In terms of Q2 leadership, Phipps pointed to strength in mega-cap growth stocks such as Microsoft MSFT.O, Nvidia NVDA.O, Amazon.com AMZN.O, Google's parent Alphabet GOOGL.O, Facebook parent Meta Platforms META.O and Netflix NFLX.O.
And he also pointed to big banks - JP Morgan JPM.N, Bank of America BAC.N and Wells Fargo WFC.N which benefit from a lighter regulatory environment.
Phipps also highlighted gains in smaller, more specialized sectors like nuclear energy, gold miners, defense stocks, and artificial intelligence-related stocks.
But he said "much of the second quarter also had a somewhat frothy feel to it, with lower quality and more speculative asset classes representing many of the top-performers."
In that department he cited crypto-related stocks, quantum computing-related stocks, meme stocks, non-profitable technology stocks along with high beta stocks and some of the most heavily-shorted stocks.
This is because individual investors have been "buying every dip in the market," according to Phipps.

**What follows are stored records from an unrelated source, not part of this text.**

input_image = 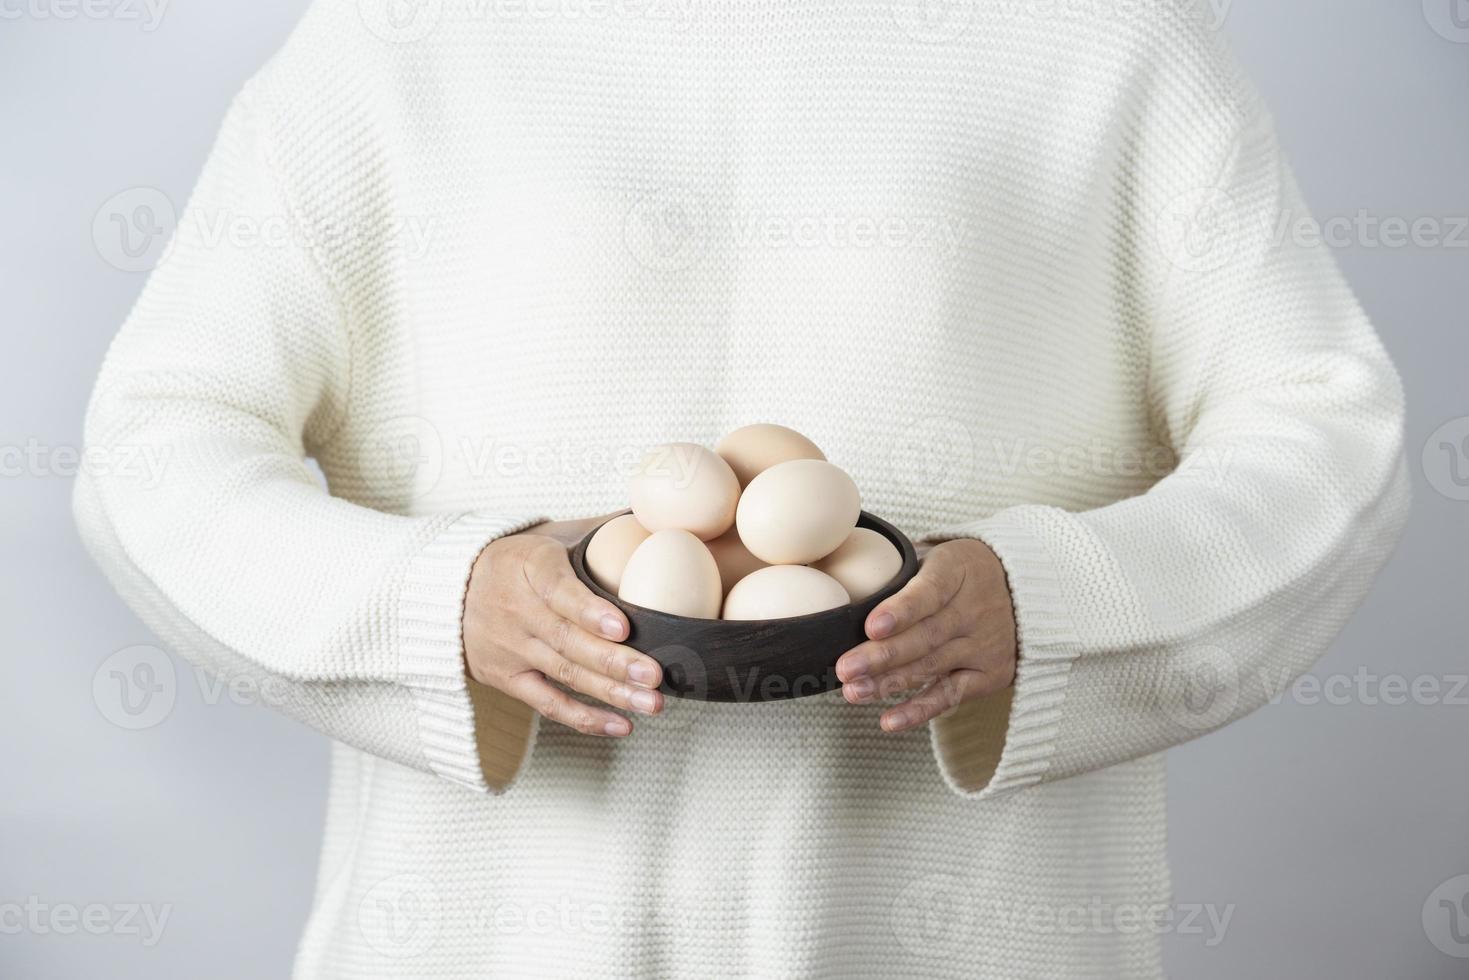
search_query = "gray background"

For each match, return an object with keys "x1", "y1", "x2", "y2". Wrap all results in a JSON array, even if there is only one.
[{"x1": 2, "y1": 1, "x2": 1465, "y2": 977}]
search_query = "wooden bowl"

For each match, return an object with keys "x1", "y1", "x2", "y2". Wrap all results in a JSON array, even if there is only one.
[{"x1": 570, "y1": 511, "x2": 919, "y2": 702}]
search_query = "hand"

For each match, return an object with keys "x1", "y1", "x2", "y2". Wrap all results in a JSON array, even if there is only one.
[
  {"x1": 464, "y1": 514, "x2": 664, "y2": 737},
  {"x1": 835, "y1": 538, "x2": 1017, "y2": 733}
]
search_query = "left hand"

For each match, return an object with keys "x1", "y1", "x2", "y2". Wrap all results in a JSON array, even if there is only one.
[{"x1": 835, "y1": 538, "x2": 1017, "y2": 732}]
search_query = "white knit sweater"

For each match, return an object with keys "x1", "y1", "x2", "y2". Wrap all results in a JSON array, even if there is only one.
[{"x1": 76, "y1": 2, "x2": 1409, "y2": 976}]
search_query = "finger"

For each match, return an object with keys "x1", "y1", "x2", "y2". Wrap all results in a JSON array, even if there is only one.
[
  {"x1": 527, "y1": 603, "x2": 662, "y2": 691},
  {"x1": 523, "y1": 544, "x2": 629, "y2": 641},
  {"x1": 504, "y1": 670, "x2": 633, "y2": 737},
  {"x1": 524, "y1": 638, "x2": 663, "y2": 716},
  {"x1": 842, "y1": 636, "x2": 973, "y2": 704},
  {"x1": 881, "y1": 669, "x2": 1005, "y2": 733},
  {"x1": 865, "y1": 554, "x2": 966, "y2": 641},
  {"x1": 836, "y1": 603, "x2": 967, "y2": 682}
]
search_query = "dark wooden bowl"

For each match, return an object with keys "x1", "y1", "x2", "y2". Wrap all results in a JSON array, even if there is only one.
[{"x1": 570, "y1": 511, "x2": 919, "y2": 702}]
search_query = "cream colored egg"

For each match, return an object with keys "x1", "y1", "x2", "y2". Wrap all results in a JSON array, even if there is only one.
[
  {"x1": 618, "y1": 529, "x2": 722, "y2": 619},
  {"x1": 722, "y1": 565, "x2": 851, "y2": 621},
  {"x1": 583, "y1": 514, "x2": 652, "y2": 594},
  {"x1": 714, "y1": 423, "x2": 826, "y2": 487},
  {"x1": 813, "y1": 527, "x2": 903, "y2": 602},
  {"x1": 735, "y1": 459, "x2": 861, "y2": 565},
  {"x1": 629, "y1": 442, "x2": 740, "y2": 541},
  {"x1": 705, "y1": 528, "x2": 768, "y2": 596}
]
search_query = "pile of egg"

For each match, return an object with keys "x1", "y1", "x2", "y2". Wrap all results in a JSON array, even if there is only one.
[{"x1": 584, "y1": 424, "x2": 902, "y2": 621}]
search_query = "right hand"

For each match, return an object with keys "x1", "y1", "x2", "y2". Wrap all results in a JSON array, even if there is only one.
[{"x1": 463, "y1": 516, "x2": 664, "y2": 737}]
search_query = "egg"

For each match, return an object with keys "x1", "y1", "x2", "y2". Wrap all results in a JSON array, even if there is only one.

"Individual investors tend not to worry as much about valuations, which are extraordinarily high," he said adding that "it's a momentum market and a fear-of-missing out market."
Of course, U.S. indexes have lost a little luster this week with a tariff induced sell-off on Monday. But Phipps still sees narrow leadership and "some signs of froth."
When investors face uncertainty, they lean heavily toward big companies that have, what Phipps calls a "wide moat" along with the specialist areas.
But he does expect that market leadership "will likely broaden out toward the end of the year," once the tariff uncertainty passes, the Federal Reserve cuts rates, and with fiscal stimulus from the administration's U.S. budget plan also helping.
Right now though, "as long as we have this giant tariff uncertainty out there, it's going to be the mega cap growth stocks and particularly growth over value. Value looks awful other than banks," he said.